Eulemur macaco (Lemuriloriformes : Lemuriformes : Lemuroidea : Lemuridae).
These medium-sized (1.0–2.5 kg) lemurs are found in the semideciduous forests of Madagascar and are active both in the trees and on the ground. E. macaco is cathemeral (being active during day and night periods) and is reported to use both terrestrial and arboreal quadrupedal running and suspension by both the forelimbs and hindlimbs in feeding (Colquhoun, 1993, 1998; Mittermeier et al., 2008). This species feeds on a tremendously wide variety of foods, but fruits seem to be the greatest percentage of resources (Mittermeier et al., 2008).
Cheirogaleus medius (Lemuriloriformes : Lemuriformes : Cheirogaleoidea : Cheirogaleidae).
The fat-tailed, dwarf lemur is a small (142–217 g) nocturnal species that is primarily a generalized arboreal quadruped found in the dry secondary forests of Madagascar (Lahann, 2007). C. medius feeds primarily on fruits and is not reported to engage in any clinging or suspensory behavior (Lahann, 2007; Mittermeier et al., 2008).
Tarsius syrichta (Tarsisimiiformes : Tarsiiformes : Tarsiidae).

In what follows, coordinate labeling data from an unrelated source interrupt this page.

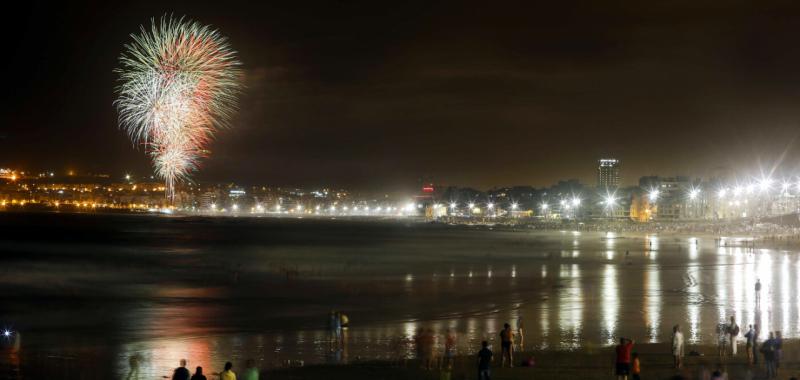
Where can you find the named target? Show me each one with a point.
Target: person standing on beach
(198, 374)
(733, 333)
(677, 346)
(756, 332)
(181, 373)
(750, 335)
(624, 358)
(449, 349)
(758, 291)
(250, 371)
(484, 361)
(768, 350)
(778, 343)
(507, 345)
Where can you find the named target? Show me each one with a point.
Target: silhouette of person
(181, 373)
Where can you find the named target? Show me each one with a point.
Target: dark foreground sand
(584, 365)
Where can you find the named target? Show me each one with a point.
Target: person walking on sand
(228, 373)
(484, 361)
(250, 371)
(722, 340)
(507, 345)
(677, 346)
(758, 291)
(733, 333)
(449, 349)
(750, 335)
(624, 358)
(181, 373)
(768, 350)
(198, 374)
(778, 343)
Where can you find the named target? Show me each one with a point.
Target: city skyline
(475, 98)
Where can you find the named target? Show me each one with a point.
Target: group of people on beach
(627, 362)
(182, 373)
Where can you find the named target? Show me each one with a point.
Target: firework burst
(178, 85)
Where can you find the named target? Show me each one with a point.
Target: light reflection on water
(718, 284)
(573, 289)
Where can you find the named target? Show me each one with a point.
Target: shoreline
(586, 364)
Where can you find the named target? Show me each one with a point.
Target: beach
(104, 288)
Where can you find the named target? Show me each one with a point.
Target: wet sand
(87, 292)
(656, 363)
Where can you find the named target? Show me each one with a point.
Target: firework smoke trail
(179, 82)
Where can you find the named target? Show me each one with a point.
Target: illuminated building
(608, 173)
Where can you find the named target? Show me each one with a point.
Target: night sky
(375, 95)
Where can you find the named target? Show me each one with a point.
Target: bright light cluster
(179, 81)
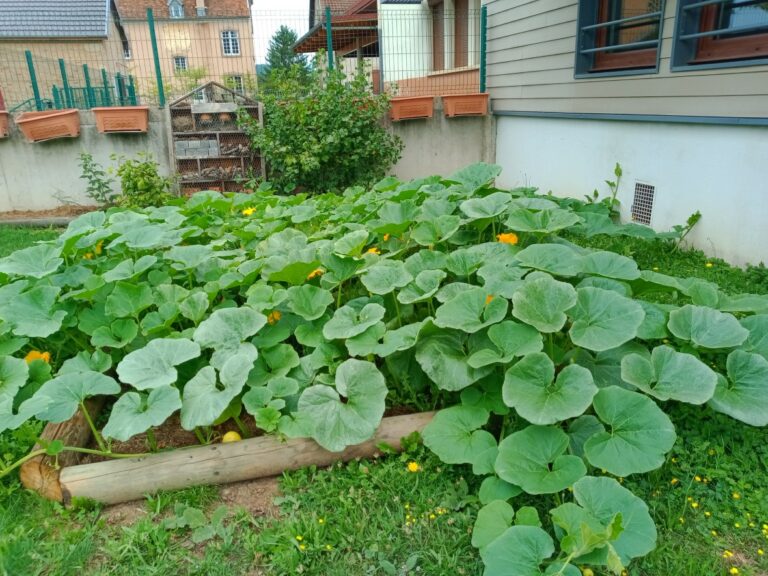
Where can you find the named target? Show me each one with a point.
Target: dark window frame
(593, 55)
(693, 49)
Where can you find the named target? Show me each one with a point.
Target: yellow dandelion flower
(315, 273)
(33, 355)
(508, 238)
(274, 317)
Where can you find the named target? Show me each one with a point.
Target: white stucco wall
(721, 171)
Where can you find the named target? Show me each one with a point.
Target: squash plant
(307, 313)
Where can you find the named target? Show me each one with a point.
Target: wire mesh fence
(156, 57)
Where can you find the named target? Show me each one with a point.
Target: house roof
(54, 18)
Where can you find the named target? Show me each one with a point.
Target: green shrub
(323, 132)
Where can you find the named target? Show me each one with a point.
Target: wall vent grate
(642, 205)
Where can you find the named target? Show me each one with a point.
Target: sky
(268, 15)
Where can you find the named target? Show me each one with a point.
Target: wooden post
(117, 481)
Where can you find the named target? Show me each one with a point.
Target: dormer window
(176, 8)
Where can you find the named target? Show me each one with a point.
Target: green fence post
(131, 91)
(483, 47)
(56, 98)
(329, 36)
(90, 96)
(65, 83)
(105, 82)
(33, 79)
(156, 53)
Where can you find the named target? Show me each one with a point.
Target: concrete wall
(718, 170)
(443, 145)
(46, 175)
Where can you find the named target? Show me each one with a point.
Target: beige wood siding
(531, 54)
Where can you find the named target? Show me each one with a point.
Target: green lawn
(710, 500)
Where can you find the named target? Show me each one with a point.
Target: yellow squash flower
(508, 238)
(37, 355)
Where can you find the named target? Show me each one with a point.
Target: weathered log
(123, 480)
(41, 473)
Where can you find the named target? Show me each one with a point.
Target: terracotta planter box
(49, 124)
(411, 108)
(466, 105)
(4, 129)
(122, 119)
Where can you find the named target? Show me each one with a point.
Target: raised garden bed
(115, 481)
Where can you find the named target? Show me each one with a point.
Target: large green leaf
(454, 435)
(506, 341)
(519, 551)
(604, 498)
(542, 301)
(423, 287)
(36, 261)
(706, 327)
(603, 319)
(134, 413)
(669, 374)
(556, 259)
(128, 299)
(535, 460)
(744, 394)
(350, 413)
(471, 311)
(385, 276)
(62, 395)
(154, 365)
(531, 389)
(309, 302)
(228, 327)
(349, 321)
(443, 356)
(639, 437)
(32, 313)
(486, 206)
(492, 521)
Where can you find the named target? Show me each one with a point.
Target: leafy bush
(311, 313)
(322, 131)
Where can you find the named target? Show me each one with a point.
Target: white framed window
(180, 63)
(176, 9)
(230, 42)
(236, 84)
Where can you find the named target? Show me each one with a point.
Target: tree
(280, 54)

The Philippine tarsier is an exceptionally small (117–134 g) nocturnal primate that is categorized as a forest-dwelling vertical clinger and leaper (Kappeler, 1991; Dagosto et al., 2001). T. syrichta, like other tarsiers, feeds primarily on invertebrates and is not reported to use any quadrupedal or suspensory behaviors.
Using the above taxa, this study aims to assess the gross morphology of the soft-tissue structures of the prosimian shoulder joint complex (glenoid labrum, tendon of the long head of the biceps brachii muscle, joint capsule of the glenohumeral joint, glenohumeral ligaments, acromioclavicular joint capsule, and coracoclavicular ligament) and to collect weights of the “rotator cuff” muscles (supraspinatus, infraspinatus, teres minor, and subscapularis muscles) to: 1) provide the first morphological and quantitative data on these structures in prosimian species, 2) to compare relative weights of the rotator cuff muscles among taxa with respect to phylogenetic position, locomotor style, and postural behavior, and 3) to compare gross morphology of the joint structure among taxa relative to phylogenetic position, locomotor style, and postural behavior. Whereas the sternoclavicular joint is typically included in the shoulder joint complex, we do not include it in this study because of lack of availability.